EGU2020-19648, updated on 12 Jun 2020
https://doi.org/10.5194/egusphere-egu2020-19648
EGU General Assembly 2020
© Author(s) 2020. This work is distributed under
the Creative Commons Attribution 4.0 License.

From source to sink - Sustainable and reproducible data pipelines with SaQC

David Schäfer, Bert Palm, Lennart Schmidt, Peter Lünenschloß, and Jan Bumberger
David Schäfer et al.
  • Helmholtz Centre for Environmental Research - UFZ

The number of sensors used in the environmental system sciences is increasing rapidly, and while this trend undoubtedly provides a great potential to broaden the understanding of complex spatio-temporal processes, it comes with its own set of new challenges. The flow of data from a source to its sink, from sensors to databases, involves many, usually error prone intermediate steps. From the data acquisition with its specific scientific and technical challenges, over the data transfer from often remote locations to the final data processing, all carry great potential to introduce errors and disturbances into the actual environmental signal.

Quantifying these errors becomes a crucial part of the later evaluation of all measured data. While many large environmental observatories are moving from manual to more automated ways of data processing and quality assurance, these systems are usually highly customized and hand written. This approach is non-ideal in several ways: First, it is a waste of resources as the same algorithms are implemented over and over again and second, it imposes great challenges to reproducibility. If the relevant programs are made available at all, they expose all problems of software reuse: correctness of the implementation, readability and comprehensibility for future users, as well as transferability between different computing environments. Beside these problems, related to software development in general, another crucial factor comes into play: the end product, a processed and quality controlled data set, is closely tied to the current version of the programs in use. Even small changes to the source code can lead to vastly differing results. If this is not approached responsibly, data and programs will inevitably fall out of sync.

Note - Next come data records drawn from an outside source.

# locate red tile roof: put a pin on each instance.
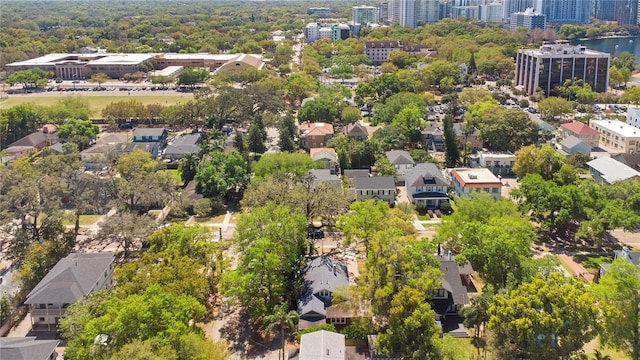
(580, 128)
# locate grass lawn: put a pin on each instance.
(84, 219)
(99, 102)
(592, 262)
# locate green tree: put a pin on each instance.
(282, 319)
(619, 298)
(79, 132)
(412, 331)
(546, 318)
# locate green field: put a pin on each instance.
(97, 103)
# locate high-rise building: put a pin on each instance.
(491, 12)
(528, 19)
(410, 13)
(364, 14)
(551, 65)
(511, 6)
(625, 12)
(564, 11)
(383, 12)
(321, 12)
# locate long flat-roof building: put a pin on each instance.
(82, 66)
(550, 65)
(617, 135)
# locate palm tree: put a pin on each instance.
(280, 317)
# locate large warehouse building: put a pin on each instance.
(82, 66)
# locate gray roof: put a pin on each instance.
(322, 345)
(374, 183)
(354, 173)
(324, 273)
(451, 280)
(26, 348)
(322, 175)
(355, 130)
(72, 278)
(631, 160)
(321, 273)
(571, 142)
(399, 157)
(425, 174)
(612, 170)
(155, 132)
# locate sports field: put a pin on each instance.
(97, 102)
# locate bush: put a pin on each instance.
(202, 207)
(446, 208)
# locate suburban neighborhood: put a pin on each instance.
(428, 179)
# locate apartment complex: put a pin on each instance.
(551, 65)
(364, 14)
(617, 136)
(528, 19)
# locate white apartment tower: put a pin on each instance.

The presented software, the 'System for automated Quality Control (SaQC)' (www.ufz.git.de/rdm-software/saqc), helps to either solve, or massively simplify the solution to the presented challenges. As a mainly no-code platform with a large set of implemented functionality, SaQC lowers the entry barrier for the non-programming scientific practitioner, without sacrificing the possibilities to fine-grained adaptation to project specific needs. The text based configuration allows the easy integration into version control systems and thus opens the opportunity to use well established software for data lineage. We will give a short overview of the program's unique features and showcase possibilities to build reliable and reproducible processing and quality assurance pipelines for real-world data from a spatially distributed, heterogeneous sensor network.

How to cite: Schäfer, D., Palm, B., Schmidt, L., Lünenschloß, P., and Bumberger, J.: From source to sink - Sustainable and reproducible data pipelines with SaQC, EGU General Assembly 2020, Online, 4–8 May 2020, EGU2020-19648, https://doi.org/10.5194/egusphere-egu2020-19648, 2020

This abstract will not be presented.